Boris VIAN

Comme une pomme, cueille la vie

Cueille la vie comme une pomm' d'api
Comme une fleur, comm' une grapp' de raisins
Et t'en fais pas pour les pépins.
Cueille sans remords et sans hésiter
Plante tes dents dans les fruits de l'été
Sans t'occuper des gros chiens du fermier
Qui voudraient bien t'en empêcher.

Cueille les jours qui passent
Cueille tous les espoirs
Sans faire la grimace
S'il vient à pleuvoir
Si les hirondell's volaient tout's à tire-d'ailes
En plein mois d'Novembr', ell's pourraient fair(e) le printemps.

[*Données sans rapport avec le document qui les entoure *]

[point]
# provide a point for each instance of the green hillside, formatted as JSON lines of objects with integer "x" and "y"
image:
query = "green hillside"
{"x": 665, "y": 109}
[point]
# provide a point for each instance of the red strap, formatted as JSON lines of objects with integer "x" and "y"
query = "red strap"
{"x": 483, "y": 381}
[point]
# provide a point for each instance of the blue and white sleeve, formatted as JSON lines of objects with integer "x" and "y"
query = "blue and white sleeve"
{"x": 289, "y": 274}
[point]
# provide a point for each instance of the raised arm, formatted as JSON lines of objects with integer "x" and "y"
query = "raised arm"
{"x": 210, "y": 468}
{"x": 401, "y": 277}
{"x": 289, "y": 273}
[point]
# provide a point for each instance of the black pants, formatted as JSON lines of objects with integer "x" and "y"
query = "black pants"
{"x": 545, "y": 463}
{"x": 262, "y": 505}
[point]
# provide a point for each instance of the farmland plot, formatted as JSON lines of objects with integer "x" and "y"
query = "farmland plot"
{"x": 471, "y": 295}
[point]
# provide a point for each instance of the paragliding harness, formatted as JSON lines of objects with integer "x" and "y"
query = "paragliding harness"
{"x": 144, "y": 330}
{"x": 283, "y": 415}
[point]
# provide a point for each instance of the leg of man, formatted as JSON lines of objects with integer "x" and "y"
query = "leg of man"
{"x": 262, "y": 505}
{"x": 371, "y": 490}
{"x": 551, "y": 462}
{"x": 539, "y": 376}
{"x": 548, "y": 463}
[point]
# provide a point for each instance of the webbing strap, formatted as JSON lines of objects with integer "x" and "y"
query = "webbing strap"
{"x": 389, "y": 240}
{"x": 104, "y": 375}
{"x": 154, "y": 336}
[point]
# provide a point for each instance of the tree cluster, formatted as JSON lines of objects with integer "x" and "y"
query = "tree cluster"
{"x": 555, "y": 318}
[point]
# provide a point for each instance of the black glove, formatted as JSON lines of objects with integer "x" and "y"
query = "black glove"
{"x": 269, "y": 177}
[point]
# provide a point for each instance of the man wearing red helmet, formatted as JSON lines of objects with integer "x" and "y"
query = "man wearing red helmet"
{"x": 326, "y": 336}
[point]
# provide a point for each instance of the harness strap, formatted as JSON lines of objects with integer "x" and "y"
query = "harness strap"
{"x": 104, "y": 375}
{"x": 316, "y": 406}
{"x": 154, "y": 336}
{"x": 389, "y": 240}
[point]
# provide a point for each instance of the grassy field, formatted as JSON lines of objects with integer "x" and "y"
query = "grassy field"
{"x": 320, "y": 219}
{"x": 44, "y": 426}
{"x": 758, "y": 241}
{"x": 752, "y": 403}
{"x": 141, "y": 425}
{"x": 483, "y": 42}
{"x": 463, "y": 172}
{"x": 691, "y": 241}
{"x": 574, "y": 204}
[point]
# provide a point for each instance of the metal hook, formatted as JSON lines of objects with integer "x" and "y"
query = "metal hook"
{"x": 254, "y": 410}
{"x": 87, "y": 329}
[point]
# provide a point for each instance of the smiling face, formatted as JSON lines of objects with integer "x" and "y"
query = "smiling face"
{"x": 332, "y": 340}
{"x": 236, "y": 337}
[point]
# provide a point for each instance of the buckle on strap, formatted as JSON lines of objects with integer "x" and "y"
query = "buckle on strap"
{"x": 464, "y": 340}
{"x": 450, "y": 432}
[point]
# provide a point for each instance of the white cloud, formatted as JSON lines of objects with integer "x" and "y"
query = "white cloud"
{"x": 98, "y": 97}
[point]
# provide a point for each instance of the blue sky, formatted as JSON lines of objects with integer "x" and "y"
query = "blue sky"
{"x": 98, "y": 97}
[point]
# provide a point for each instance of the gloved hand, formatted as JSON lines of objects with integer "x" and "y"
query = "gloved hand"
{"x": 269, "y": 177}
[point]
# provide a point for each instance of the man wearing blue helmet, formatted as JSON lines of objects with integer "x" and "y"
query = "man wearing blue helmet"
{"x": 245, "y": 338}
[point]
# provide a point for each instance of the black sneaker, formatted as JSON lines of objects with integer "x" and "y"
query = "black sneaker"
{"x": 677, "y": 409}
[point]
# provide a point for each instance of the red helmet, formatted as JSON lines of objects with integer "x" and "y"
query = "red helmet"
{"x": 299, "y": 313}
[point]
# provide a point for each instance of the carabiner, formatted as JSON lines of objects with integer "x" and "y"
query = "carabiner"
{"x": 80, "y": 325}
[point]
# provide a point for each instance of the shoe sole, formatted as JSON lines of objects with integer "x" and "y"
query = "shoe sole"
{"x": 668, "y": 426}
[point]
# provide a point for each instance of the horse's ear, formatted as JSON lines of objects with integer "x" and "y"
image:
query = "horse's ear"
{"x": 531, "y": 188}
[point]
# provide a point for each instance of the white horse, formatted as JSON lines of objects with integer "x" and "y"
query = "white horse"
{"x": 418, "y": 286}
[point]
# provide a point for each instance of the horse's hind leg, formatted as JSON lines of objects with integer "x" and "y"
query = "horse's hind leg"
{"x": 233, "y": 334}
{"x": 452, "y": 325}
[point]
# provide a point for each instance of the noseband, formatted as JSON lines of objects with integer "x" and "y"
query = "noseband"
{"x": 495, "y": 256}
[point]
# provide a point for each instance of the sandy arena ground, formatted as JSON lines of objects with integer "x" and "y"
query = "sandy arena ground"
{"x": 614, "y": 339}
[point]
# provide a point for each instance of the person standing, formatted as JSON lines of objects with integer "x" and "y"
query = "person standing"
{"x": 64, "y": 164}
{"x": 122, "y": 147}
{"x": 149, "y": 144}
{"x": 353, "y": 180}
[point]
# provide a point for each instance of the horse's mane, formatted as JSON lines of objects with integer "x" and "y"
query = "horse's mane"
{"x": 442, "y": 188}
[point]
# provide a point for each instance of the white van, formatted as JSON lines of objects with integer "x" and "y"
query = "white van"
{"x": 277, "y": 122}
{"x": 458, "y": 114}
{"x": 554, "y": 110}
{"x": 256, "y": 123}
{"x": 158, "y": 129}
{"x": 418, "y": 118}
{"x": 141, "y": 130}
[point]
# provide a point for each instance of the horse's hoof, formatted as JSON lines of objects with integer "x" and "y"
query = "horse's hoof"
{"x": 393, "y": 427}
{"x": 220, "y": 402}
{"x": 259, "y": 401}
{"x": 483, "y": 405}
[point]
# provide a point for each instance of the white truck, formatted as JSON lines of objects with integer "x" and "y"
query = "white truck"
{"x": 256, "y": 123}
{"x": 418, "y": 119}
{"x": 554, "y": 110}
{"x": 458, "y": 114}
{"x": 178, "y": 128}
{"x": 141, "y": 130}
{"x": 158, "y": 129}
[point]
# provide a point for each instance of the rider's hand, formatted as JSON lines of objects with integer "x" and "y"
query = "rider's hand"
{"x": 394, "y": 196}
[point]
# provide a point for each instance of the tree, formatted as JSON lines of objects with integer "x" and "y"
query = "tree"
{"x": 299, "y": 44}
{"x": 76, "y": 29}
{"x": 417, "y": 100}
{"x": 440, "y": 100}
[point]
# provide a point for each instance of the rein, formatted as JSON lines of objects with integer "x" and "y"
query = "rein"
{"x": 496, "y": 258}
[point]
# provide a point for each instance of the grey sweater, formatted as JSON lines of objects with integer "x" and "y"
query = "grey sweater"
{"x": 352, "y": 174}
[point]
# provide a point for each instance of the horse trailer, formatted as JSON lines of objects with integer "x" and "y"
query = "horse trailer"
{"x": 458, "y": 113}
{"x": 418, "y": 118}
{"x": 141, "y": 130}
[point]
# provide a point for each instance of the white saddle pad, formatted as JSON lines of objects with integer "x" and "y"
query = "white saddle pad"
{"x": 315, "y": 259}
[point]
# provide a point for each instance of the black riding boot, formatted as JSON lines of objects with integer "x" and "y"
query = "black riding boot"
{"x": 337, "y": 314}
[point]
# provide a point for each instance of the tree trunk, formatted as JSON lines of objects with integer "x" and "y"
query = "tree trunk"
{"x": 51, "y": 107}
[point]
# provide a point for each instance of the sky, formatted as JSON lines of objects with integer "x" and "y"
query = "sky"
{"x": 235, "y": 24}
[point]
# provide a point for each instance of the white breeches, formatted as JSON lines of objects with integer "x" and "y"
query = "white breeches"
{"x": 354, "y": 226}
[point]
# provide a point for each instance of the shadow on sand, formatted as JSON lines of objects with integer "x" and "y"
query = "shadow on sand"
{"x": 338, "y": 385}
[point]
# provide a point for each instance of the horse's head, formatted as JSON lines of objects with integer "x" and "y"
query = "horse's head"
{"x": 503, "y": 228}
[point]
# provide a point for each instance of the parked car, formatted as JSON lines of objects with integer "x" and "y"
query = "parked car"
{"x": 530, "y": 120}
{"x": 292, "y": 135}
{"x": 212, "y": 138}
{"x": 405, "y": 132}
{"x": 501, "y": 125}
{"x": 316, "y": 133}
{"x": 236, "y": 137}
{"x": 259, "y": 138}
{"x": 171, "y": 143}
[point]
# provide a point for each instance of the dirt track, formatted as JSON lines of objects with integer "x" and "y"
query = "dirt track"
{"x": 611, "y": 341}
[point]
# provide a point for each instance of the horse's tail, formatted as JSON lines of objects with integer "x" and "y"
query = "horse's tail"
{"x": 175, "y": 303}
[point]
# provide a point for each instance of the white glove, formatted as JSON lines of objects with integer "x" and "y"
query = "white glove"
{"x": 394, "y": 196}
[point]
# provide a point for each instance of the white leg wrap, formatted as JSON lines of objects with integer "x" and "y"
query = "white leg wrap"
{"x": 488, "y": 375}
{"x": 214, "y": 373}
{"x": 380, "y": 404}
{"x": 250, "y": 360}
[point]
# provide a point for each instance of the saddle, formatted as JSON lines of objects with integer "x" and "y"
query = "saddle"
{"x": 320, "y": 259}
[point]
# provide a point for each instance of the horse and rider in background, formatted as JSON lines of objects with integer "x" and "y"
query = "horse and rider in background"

Cueille la vie comme une rose bleue
Et glisse-la dans le livre doré
Le livre d'or où dort tout ton passé
Et tous tes souvenirs heureux.
Fais un bouquet contre le cafard
Bouquet de joie pour t'éclairer dans l'noir
Bouquet d'amour, de rêve et de baisers
Et de matins dans la rosée.

Cueille les jours de larmes
Cueille les jours d'émoi
Cueille les heures de charme
Cueille tout à la fois.
Vis comm' la cigale, donn' ton cœur à tout' la terre
Donne à pleines mains, donne, donne, donne, ne garde rien.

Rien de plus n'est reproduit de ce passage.